The most important functions of a Business Improvement and Evaluation specialistis to gather information from a host of sources, including those internal and external to the organisation. This information will be used to determine what is the current problem in business processes, and more importantly, how they can be resolved. This will lead into the discovery of the problem of the company. If the company is not achieving its vision and mission and Objectives. This may in particular may mean the you are not acheiveing your marketing targets. If the employees are not showing productivity, or if the production is way lagging below the target.
More than the identification of the problem, the Business Improvement and Evaluation Specialistis also concerned about executing the solution, making sure the implementation is done properly. It should be also tested first to make sure it will deliver the results that are anticipated. In this case, technical and project management skills will prove to be necessary for the purpose of proceeding with the required steps.
A Business Improvement and Evaluation Specialist is able to replan and execute marketing strategies while being able to stick to the allotted budget. With the increase in the popularity of digital marketing, these specialists are also known for being able to recommend how businesses can be improved while taking advantage of the trend.

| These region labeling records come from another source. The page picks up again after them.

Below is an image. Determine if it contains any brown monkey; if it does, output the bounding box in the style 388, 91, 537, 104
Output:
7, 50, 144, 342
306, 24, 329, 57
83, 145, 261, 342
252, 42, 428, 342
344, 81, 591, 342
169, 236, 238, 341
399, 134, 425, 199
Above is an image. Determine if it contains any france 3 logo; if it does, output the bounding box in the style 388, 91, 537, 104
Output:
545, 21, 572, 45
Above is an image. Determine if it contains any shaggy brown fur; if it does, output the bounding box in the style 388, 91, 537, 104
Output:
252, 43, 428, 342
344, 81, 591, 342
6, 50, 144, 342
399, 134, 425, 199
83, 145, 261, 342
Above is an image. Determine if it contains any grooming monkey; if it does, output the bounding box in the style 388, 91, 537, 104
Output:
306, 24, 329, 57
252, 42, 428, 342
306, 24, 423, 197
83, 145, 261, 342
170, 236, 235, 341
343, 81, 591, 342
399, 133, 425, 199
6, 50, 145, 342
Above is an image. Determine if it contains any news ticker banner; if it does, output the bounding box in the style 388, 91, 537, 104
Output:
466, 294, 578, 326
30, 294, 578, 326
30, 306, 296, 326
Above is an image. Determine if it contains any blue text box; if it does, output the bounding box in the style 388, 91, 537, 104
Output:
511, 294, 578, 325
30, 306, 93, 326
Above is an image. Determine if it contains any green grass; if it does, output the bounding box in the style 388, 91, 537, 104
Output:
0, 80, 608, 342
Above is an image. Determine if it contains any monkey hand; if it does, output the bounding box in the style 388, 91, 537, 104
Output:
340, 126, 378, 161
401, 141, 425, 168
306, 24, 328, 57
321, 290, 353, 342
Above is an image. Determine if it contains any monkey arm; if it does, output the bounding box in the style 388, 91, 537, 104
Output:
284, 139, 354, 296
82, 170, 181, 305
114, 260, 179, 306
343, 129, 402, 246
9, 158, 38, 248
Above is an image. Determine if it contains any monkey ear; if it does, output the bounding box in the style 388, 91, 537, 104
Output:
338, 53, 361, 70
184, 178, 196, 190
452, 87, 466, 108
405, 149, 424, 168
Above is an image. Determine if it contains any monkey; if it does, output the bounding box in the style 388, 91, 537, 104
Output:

Seeing that Digital Marketing knowledge and experience is necessary in Business Growth today Dr Freestone has taken up an EU recognised Advanced Diploma in Digital Marketing. He is an expert in identifying how to take advantage of the current trends to grow and develop a business to new levels..
Business Improvement and Evaluation
Aside from those that have been mentioned, a Business Improvement and Evaluation Specialistwill also help in improving workflow, enhancing leadership, trigger collaborative efforts, improve customer relationship management (CRM), find new suppliers, and introduce strategic initiatives for business success.
Generally speaking, a Business Improvement and Evaluation Specialist as the name implies, is vital in developing the business, making it more competitive. With their help, even small businesses will find it easy to keep up with the tight competition in the market.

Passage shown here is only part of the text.